The relationship dynamic being explored between Malcolm and Marie is not a new one in cinema.
A young, broken girl falls in love with an older artist who “saves” her with his patience and grace while using her for inspiration in the process. The issue is that in Levinson’s flick, like in almost every other project that has explored this dynamic, the male character just comes across as arrogant and self-righteous, even in the moments his heart is supposed to be revealed.
Because of this, it sometimes appears that Malcolm is stuck in one gear, but that’s also due to the fact that the script asks for a wide range of emotions that John David Washington, as an actor, is not yet capable of portraying.
For someone that many film fans predicted could take up the role of the next Black Panther, it’s peculiar to see Washington go so far in the opposite direction, away from the action genre.
At times, the film feels like a simple collection of monologues that would have made for a much better stage play than a movie. While each monologue is extremely well-written, so is the dictionary.
Zendaya clearly gets the better of Washington, and it only makes sense.
She was already acting when Washington was still playing ball at “The House.” But what does it mean to get the better of someone in a feature-length argument? Zendaya is the better fighter? Sure, if that’s what people want to hear.
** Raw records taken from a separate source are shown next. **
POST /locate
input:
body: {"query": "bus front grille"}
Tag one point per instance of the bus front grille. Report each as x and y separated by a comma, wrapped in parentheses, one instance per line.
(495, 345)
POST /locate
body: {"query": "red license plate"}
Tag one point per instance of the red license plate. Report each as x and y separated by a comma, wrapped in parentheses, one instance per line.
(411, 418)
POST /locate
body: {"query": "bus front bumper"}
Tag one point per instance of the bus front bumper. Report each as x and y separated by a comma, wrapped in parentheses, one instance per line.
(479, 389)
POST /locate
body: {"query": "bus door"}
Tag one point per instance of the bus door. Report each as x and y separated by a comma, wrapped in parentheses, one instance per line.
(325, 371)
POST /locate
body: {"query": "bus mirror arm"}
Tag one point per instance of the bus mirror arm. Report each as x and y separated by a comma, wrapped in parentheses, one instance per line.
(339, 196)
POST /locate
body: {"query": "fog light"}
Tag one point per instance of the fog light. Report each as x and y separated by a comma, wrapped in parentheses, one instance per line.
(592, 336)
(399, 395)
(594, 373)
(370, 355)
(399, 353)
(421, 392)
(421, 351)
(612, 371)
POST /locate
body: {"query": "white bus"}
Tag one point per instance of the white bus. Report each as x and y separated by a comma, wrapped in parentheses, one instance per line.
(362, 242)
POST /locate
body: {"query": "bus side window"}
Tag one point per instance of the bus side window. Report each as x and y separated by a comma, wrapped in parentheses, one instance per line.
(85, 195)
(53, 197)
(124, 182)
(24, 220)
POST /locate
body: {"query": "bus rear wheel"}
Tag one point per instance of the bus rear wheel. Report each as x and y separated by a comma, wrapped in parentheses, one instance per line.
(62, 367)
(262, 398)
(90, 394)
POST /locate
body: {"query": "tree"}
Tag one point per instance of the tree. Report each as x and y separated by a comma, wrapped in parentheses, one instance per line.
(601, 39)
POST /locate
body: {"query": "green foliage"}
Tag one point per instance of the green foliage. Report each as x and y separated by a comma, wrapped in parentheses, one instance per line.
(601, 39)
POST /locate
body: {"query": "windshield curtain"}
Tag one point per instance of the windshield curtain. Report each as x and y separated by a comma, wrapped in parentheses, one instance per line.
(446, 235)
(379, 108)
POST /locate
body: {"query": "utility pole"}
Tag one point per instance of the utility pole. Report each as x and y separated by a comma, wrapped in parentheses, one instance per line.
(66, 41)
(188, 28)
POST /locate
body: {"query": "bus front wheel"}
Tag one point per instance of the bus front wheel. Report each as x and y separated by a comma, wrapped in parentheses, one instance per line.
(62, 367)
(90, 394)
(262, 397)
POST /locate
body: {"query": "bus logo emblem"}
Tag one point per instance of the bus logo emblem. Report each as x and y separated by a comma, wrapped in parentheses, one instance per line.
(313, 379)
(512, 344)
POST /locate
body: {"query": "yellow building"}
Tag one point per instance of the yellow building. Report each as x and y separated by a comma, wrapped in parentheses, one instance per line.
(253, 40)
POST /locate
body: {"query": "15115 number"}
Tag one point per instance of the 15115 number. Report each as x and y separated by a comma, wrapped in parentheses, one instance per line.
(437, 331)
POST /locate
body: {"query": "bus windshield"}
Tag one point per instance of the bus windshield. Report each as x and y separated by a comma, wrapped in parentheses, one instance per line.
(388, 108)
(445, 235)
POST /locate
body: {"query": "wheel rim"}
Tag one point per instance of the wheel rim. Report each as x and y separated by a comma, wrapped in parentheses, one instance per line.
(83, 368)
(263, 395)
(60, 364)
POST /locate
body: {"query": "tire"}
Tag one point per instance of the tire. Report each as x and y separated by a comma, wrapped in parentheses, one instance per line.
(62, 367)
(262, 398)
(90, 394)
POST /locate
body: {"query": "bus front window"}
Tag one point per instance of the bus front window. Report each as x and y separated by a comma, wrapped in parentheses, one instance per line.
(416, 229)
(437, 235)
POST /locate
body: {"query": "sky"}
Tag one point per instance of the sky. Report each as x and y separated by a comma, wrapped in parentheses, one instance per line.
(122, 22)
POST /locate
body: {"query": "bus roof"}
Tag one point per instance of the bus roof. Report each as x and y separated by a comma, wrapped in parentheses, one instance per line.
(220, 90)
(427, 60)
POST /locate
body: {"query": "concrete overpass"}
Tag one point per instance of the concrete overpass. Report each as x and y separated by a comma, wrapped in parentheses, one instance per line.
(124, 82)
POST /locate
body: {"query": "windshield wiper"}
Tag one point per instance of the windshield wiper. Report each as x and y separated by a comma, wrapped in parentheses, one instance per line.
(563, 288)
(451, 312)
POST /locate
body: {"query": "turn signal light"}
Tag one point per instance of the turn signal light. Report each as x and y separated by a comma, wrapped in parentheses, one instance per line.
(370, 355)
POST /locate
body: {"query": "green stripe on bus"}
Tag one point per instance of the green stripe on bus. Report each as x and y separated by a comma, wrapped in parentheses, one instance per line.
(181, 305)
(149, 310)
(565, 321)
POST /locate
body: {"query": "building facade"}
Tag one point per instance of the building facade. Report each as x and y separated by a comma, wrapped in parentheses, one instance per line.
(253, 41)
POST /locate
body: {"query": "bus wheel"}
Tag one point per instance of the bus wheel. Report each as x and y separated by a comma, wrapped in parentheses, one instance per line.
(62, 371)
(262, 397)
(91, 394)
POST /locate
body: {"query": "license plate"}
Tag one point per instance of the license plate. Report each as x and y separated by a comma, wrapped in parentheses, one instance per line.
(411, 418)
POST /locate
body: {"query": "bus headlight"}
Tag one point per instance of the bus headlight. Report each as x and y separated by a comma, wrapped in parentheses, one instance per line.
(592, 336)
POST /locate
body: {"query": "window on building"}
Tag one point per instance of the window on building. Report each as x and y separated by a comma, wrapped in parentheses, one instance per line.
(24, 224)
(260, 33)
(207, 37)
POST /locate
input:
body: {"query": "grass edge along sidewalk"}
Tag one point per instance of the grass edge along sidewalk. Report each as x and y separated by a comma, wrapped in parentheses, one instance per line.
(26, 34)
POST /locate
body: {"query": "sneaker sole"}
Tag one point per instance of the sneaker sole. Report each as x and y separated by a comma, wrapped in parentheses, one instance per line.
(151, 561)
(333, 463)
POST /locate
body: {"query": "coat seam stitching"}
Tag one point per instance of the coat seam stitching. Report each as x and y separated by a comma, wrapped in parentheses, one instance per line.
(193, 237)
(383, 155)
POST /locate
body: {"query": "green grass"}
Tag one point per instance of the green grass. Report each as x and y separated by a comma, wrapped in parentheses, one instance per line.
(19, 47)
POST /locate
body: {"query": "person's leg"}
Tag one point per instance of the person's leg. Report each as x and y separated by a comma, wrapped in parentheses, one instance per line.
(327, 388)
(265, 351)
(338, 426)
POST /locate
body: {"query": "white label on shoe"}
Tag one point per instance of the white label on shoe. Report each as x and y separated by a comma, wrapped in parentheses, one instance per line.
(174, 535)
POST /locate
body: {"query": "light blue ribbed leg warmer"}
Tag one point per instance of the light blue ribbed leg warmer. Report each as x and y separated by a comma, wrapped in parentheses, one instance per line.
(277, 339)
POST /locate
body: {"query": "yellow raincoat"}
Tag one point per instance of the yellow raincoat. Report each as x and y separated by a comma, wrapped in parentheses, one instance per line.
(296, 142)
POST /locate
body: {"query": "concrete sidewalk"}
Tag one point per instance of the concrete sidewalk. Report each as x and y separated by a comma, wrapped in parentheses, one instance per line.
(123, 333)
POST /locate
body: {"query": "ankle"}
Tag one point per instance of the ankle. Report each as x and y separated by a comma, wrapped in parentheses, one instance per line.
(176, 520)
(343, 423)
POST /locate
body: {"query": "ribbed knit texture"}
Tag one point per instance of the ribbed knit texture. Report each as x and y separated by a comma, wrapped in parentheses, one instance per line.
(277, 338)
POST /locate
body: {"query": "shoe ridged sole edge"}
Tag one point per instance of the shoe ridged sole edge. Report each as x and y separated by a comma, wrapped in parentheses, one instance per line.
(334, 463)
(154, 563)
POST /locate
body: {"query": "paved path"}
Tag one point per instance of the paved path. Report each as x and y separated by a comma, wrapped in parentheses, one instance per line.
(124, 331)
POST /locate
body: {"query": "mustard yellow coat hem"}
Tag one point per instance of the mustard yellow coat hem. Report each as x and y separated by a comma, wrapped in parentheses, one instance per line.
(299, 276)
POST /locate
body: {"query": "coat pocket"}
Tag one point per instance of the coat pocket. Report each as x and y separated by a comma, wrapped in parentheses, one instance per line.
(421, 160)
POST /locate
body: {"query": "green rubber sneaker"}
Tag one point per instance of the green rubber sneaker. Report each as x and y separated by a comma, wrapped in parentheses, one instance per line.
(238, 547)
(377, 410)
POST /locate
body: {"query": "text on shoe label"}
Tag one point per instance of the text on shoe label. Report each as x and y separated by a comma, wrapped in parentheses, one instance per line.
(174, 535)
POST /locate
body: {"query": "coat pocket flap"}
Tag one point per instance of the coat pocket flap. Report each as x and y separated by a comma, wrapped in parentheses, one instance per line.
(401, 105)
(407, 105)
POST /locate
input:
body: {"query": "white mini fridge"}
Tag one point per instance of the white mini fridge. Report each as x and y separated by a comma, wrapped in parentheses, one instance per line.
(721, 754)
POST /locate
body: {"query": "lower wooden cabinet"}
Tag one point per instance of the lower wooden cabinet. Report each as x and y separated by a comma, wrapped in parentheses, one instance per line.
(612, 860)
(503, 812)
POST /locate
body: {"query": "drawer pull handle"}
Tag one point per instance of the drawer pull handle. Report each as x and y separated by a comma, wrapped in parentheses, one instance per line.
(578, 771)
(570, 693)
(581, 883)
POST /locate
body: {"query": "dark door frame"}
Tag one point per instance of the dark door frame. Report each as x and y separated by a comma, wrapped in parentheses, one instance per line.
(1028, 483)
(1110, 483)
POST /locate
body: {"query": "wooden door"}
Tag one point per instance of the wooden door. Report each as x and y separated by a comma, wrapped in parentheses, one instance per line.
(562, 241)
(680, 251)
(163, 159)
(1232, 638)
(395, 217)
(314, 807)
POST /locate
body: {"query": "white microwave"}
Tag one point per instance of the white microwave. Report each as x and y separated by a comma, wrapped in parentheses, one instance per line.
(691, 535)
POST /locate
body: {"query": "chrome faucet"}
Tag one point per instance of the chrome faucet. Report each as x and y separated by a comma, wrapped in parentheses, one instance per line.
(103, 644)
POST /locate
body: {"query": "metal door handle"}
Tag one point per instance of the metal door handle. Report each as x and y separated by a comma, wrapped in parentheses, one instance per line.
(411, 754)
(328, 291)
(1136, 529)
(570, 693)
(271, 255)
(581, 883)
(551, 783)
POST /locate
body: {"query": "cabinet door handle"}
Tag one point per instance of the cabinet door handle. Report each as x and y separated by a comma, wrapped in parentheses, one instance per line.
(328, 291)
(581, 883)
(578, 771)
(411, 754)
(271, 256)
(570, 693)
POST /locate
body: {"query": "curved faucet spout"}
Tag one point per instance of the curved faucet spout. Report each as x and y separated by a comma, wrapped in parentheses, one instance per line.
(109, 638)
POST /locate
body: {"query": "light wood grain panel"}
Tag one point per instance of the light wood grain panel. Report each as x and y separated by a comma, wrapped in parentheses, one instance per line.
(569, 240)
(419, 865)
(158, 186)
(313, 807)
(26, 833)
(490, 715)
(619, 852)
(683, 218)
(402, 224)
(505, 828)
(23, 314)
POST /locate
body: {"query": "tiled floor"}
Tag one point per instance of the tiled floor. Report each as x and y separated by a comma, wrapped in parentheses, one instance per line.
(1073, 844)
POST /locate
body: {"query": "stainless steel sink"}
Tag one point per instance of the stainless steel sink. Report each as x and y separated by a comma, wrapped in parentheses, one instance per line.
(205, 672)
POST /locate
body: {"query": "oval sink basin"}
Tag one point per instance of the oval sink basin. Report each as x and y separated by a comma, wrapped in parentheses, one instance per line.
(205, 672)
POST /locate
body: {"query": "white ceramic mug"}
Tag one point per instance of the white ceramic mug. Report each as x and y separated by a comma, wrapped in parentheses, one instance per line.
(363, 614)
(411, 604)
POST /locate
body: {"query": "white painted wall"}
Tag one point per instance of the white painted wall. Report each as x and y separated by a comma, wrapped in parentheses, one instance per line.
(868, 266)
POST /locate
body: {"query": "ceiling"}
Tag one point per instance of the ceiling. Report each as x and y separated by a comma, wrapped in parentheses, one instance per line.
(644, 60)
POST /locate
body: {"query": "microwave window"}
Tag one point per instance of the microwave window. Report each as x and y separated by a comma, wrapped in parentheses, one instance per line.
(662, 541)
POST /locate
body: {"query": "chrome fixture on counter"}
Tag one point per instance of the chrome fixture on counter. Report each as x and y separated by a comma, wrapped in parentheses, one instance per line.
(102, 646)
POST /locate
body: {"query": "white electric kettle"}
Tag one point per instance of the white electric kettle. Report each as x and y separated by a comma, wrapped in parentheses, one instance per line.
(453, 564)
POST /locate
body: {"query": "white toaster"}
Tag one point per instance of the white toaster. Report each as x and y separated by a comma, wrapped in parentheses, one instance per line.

Much like the creation and purchase of “Malcolm & Marie,” the ending of this story occurs in the blink of an eye. Things end unsettled, or at the very least, interpretive to the viewer. A plot that is likely triggering for many still feels no desire to reward its viewers for sticking around.
While it initially seems that there would be a conclusive ending to the battle between Malcolm and Marie, Levinson, I suppose, simply ran out of ink.
The cast and crew of “Malcolm & Marie” clearly wanted to get back to work during the pandemic and I cannot blame them at all for that.
If anything, the average fan of film should watch “Malcolm & Marie” purely to see how a pandemic movie should be produced. Levinson has successfully created a lockdown film that quickly makes you forget it is a lockdown film.
Unfortunately, that may be the movie’s best quality.